The core question is whether private financial institutions will resume lending for "normal" business, consumer, real estate, and home mortgage operations.
After the Sept. 15 meltdown of Lehmann Brothers, credit was frozen as major financial institutions were unwilling to take risks and sought to hoard cash to pay off demands from their own creditors.
As a result, Congress passed legislation authorizing the federal government to spend $700 billion in efforts to "unfreeze" the credit markets. Initially, the idea was for the federal government to purchase "bad" mortgage-based assets (mortgages, derivatives, credit default swaps, etc.), but the Treasury Department and Fed moved toward purchasing equity in troubled financial institutions as a way to provide them more cash to work with.
So far, they've put almost $350 billion into the effort.
But it hasn't worked. According to a Dec. 16 McClatchey article:
. . . despite the attractive rates, banks aren't lending to most consumers and businesses. Weak financial institutions continue to hoard cash and build their balance sheets, with little appetite for risk in new loans. That's worsening the economic downturn, especially since it hurts consumers, who drive almost two-thirds of U.S. economic activity.As a result, the Federal Reserve Board is taking a much more aggressive role as a national financial manager.

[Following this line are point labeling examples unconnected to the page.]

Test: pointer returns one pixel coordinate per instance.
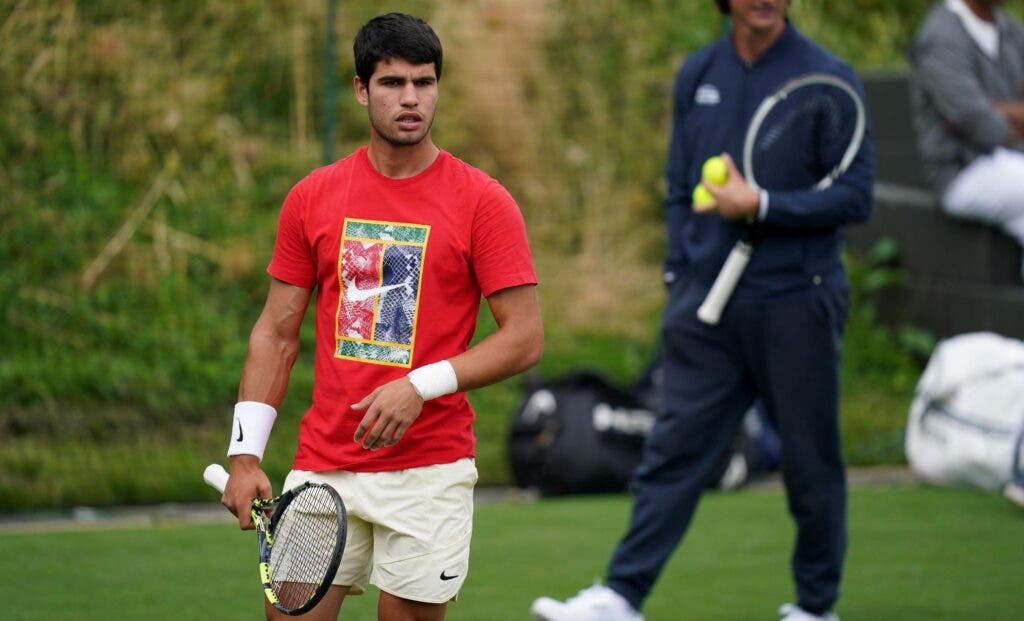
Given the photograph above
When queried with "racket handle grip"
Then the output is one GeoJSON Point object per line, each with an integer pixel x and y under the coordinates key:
{"type": "Point", "coordinates": [216, 477]}
{"type": "Point", "coordinates": [711, 311]}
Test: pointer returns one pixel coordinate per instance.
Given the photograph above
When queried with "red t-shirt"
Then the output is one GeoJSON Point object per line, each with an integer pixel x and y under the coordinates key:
{"type": "Point", "coordinates": [399, 266]}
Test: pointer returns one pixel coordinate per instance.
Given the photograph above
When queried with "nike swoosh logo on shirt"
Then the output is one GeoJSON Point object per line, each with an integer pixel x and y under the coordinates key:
{"type": "Point", "coordinates": [354, 294]}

The Fed already has become the buyer of last resort for financial products that aren't moving in today's frozen credit markets. It's bypassed banks and is purchasing short-term promissory notes issued by big U.S. corporations, called commercial paper. It's also announced plans to buy pooled car loans, student loans and credit card debt, collectively called asset-backed securities. In another creative step to boost the housing market, the central bank also has been purchasing pooled mortgages — called mortgage-backed securities — and debt issued by Fannie Mae and Freddie Mac, the mortgage finance giants that the government seized in September. The senior Fed official said that efforts to purchase mortgages backed by Fannie Mae and Freddie Mac were being ramped up.
It appears that the federal government is also going to get into the business of direct lending.
The Fed's statement also said that it will extend credit to households and small
businesses early next year. Other experts think that the Fed will increase its purchases of troubled assets to unclog credit markets.
But what if the banks, insurance companies, and other financial private institutions don't want to get back into these kinds of businesses. What if the financial institutions don't see enough the rising profits in consumer loans, housing loans, commercial paper, and other kinds of "mundane" banking business that would be needed to justify increasing stock prices? "Shareholder" value was the mantra of the early 2000's. What if the banks don't see that much shareholder value in the financial transactions needed to keep the economy functioning?
Wouldn't they focus their attention on other more profitable kinds of transactions instead?
Not being an economist or banking or financial expert, I don't really know the answer to these kinds of questions. But I can't help but wonder if the economy isn't going to be restructured to give the Federal Reserve Board a more central role in promoting the financial transactions needed to bring business productivity and consumer purchases into sync.